Leading a relationally healthy organisation

Leading a relationally healthy organisation - Kairos Blog by Tania WestWhat does it mean to be relationally healthy? and what effect does this have on the bottom line – service delivery?

According to the Relational Health Audit developed by Team Focus there are five essential components of relational health.

1. Parity: the extent to which staff feel there is genuine fairness in terms of pay, conditions, opportunities for promotion, and other opportunities for development.

2. Multiplexity: the extent to which staff at different levels, grades and/or functions have real understanding of each other’s roles.  The theory being that the more staff understand each other’s roles, the more likely they are to think interdependently.

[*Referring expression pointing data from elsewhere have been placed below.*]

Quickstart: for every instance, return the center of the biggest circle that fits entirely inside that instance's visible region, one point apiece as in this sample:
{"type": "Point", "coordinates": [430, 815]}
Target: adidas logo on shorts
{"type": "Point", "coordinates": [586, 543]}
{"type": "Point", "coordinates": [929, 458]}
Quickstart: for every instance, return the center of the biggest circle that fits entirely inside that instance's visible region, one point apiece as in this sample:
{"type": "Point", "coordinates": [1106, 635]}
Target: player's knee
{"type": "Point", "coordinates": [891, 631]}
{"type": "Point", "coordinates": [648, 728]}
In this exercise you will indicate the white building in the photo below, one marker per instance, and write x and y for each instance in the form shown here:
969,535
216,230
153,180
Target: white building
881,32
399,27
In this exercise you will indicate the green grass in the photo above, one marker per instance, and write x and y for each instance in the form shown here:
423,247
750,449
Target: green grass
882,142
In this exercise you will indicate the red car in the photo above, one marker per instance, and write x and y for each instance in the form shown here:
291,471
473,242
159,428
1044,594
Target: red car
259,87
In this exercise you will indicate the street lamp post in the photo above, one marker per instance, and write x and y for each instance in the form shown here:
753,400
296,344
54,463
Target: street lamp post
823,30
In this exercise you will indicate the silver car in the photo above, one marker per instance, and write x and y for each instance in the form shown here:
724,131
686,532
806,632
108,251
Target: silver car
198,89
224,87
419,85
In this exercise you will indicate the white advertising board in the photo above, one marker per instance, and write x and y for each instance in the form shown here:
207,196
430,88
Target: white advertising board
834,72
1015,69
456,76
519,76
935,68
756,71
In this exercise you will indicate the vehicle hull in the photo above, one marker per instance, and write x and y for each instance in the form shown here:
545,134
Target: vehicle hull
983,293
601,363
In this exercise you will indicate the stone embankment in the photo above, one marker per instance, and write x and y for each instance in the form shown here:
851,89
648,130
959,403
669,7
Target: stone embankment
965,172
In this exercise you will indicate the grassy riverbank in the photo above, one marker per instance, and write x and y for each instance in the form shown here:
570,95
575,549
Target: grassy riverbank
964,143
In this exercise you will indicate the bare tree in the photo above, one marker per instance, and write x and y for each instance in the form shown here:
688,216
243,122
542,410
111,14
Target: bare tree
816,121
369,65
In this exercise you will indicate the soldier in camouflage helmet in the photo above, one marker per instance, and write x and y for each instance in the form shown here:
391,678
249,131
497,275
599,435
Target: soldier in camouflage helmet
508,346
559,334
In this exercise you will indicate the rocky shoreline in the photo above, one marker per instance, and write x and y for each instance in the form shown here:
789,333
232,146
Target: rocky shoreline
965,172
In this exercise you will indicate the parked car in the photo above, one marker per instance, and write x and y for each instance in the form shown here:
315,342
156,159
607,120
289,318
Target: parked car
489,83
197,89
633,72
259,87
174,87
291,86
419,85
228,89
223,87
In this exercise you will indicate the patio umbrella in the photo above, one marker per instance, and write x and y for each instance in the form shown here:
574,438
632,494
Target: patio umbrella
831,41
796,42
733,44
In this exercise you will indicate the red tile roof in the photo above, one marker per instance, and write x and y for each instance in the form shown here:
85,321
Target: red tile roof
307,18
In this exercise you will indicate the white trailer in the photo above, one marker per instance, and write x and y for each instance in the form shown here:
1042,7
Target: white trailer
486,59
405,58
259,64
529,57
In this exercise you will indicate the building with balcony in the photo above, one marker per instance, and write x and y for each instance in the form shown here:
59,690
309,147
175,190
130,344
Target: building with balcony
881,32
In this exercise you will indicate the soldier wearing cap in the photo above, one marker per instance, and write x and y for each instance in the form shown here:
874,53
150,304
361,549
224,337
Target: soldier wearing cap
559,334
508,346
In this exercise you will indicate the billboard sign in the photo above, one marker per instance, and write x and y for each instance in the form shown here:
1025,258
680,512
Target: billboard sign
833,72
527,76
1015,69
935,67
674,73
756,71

3. Commonality: the extent to which staff share common values, experiences, stories, vision.  The greater the commonality the greater the cohesion.

4. Directness: the extent to which staff have direct face to face contact with one another.  The greater the contact the greater the connection.

5. Continuity: the extent to which staff have a shared story or narrative over time.  The greater the shared narrative over time, the greater the sense of unity.

The more leaders can cultivate these five aspects of relational health, the greater they experience a sense of team, the more focused is the teams sense of purpose, and the greater the empathy towards service users which results in higher levels of customer satisfaction – which has a beneficial effect on the bottom line.

Leading a relationally healthy organisation is vital whether you lead a charity, a private company or a public sector service.  Perhaps a relational health check could prove prudent for us all!